Le régime de Nord-Est s’est bien installé depuis un moment sur la région. Samedi 23 mai, le vent semble ne pas trop vouloir forcir dans la soirée. Denis et Thierry sont sur l’eau. Denis avait été contacté il y quelques temps par Adrian, amateur de voile sportive, et de voile tout court d’ailleurs. Adrian s’intéresse aux canots voile-aviron et particulièrement au Silmaril pour un programme de sorties en famille. Une escale technique à St Suliac me permet de le récupérer et me voilà avec un équipier à bord pour cet après-midi de navigation. Adrian semble séduit par le canot et nous naviguons de conserve avec Denis et Thierry en remontant au vent vers La Landriais. Je profite de sa présence et de son expertise pour prendre quelques conseils de manœuvre.

Denis et Thierry filment la quasi totalité de leurs sorties. Denis publie ses films sur sa chaine YouTube. La vidéo qui suit est un montage sans fioriture de quelques unes de leurs différentes prises de vue. C’est l’occasion de voir les canots en dynamique. Merci à eux deux pour ces images. Merci également à Adrian pour cette sortie et pour ses conseils.

Jeudi 18 mai, la météo commence à prendre les couleurs de l’été, le beau temps et un vent modéré de Nord sont propices à une sortie en Rance maritime. Au départ de Langrolay, je pars seul tirer quelques bords vers la partie nord de la presqu’île de Saint Suliac. Il y a un peu de monde sur l’eau ce jeudi férié.
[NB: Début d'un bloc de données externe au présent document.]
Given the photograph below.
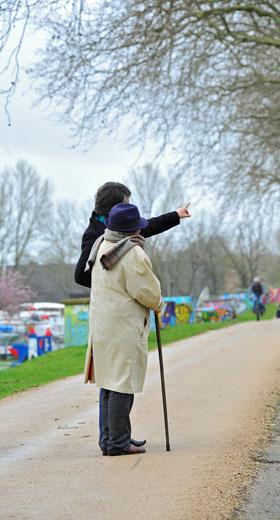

La navigation est agréable, le canot se comporte bien et je prends mes marques.

Après une heure de près, je remets le cap, vent arrière, vers Langrolay où Martine m’attend.

Mardi 2 mai, il est temps de se remettre à l’eau. la météo est agréable mais sans vent. Nous optons pour un après midi canotage sur la Rance fluviale. On laisse le gréement au garage et nous mettons à l’eau, comme d’habitude, au Lyvet. Deux ou trois coups de pelles et nous voila en route vers Dinan. Ce n’était pas l’idée de départ mais je me suis laissé tenter par un pot en terrasse et 1h30 après notre départ, nous accostons à Lanvallay.

Après la pause, il faut penser au retour et aux 5 kilomètres de rivière à redescendre. Descendre ou remonter, peu importe au final, le courant est insignifiant. Par contre, et c’est là le mystère, nous avons le vent à contre dans les deux sens !

Notre navigation paisible ne dérange ni les goélands ni le héron.